Le Burkina les arme et leur fournit mercenaires, conseils opérationnels et soutien diplomatique. En janvier 2003, Compaoré compare, dans une interview accordée au quotidien français Le Parisien, Gbagbo au Serbe Slobodan Miloševic. « À terme, la seule solution est qu’il s’en aille », déclare-t-il… Sa nomination en tant que médiateur, quelques années plus tard, n’arrangera rien : les deux hommes seront irréconciliables, d’autant que Compaoré joue la carte Ouattara depuis le début.

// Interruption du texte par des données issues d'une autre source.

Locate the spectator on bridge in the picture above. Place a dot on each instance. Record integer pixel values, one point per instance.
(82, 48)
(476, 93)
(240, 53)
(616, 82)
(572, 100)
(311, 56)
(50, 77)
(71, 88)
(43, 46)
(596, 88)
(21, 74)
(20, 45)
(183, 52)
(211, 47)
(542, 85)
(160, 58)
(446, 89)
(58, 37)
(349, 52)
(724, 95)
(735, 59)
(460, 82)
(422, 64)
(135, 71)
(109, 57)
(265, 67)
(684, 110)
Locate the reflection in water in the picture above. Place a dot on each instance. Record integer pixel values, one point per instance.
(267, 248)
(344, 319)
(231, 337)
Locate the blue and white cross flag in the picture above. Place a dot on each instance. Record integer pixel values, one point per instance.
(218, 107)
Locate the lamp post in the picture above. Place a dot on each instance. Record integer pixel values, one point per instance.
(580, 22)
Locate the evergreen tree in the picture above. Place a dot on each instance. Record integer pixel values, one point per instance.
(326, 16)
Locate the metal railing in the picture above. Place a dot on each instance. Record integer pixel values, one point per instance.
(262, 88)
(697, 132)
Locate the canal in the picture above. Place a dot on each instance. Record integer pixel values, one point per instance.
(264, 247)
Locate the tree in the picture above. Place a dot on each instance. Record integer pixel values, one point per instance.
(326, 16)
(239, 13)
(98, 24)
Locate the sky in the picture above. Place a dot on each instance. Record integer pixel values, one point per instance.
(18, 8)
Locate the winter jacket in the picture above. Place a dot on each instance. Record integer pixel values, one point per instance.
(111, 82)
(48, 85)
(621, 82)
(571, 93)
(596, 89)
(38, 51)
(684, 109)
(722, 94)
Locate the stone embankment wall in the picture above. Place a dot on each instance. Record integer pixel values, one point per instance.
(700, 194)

Rien de ce qui se passe à Ouaga n’est étranger à Abidjan. Et vice versa
L’élection de ce dernier en 2010, puis sa prise de fonctions en 2011 après des combats meurtriers, a marqué une nouvelle étape dans l’histoire des relations entre les deux pays, même si les tensions liées au foncier demeurent dans les campagnes ivoiriennes, notamment dans l’Ouest, et si le discours sur l’« ivoirité » n’a pas disparu à Abidjan. Lors de sa première visite à Ouaga, en 2011, le président ivoirien a affirmé qu’il était « urgent de continuer de renforcer l’axe Ouagadougou-Abidjan » et a entonné le chant d’Houphouët en déclarant que « chaque Ivoirien est chez lui au Burkina », et que « chaque Burkinabè est chez lui en Côte d’Ivoire ». Il n’imaginait certainement pas, alors, que l’un d’eux serait Compaoré lui-même, chassé du pouvoir en octobre 2014.

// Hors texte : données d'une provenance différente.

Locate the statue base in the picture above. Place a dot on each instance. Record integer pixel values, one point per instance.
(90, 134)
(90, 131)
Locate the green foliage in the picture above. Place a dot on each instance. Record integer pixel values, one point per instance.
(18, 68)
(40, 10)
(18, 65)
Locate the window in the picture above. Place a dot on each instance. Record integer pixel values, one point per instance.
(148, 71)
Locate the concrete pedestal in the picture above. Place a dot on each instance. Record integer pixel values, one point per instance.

« Il y a trop de liens entre les classes politiques des deux pays pour que l’on retombe dans les travers du passé », croit savoir l’homme d’affaires cité plus haut, qui rappelle que la plupart des « Burkinabè » de Côte d’Ivoire y sont restés, même au plus fort de la crise. La tentative de coup d’État de septembre, à l’issue de laquelle les autorités burkinabè ont évoqué l’implication de Guillaume Soro, le président de l’Assemblée nationale ivoirienne, et qui a mis en lumière les liens entre certains des putschistes et d’anciens rebelles ivoiriens, a toutefois démontré que rien de ce qui se passe à Ouaga n’est étranger à Abidjan. Et vice versa.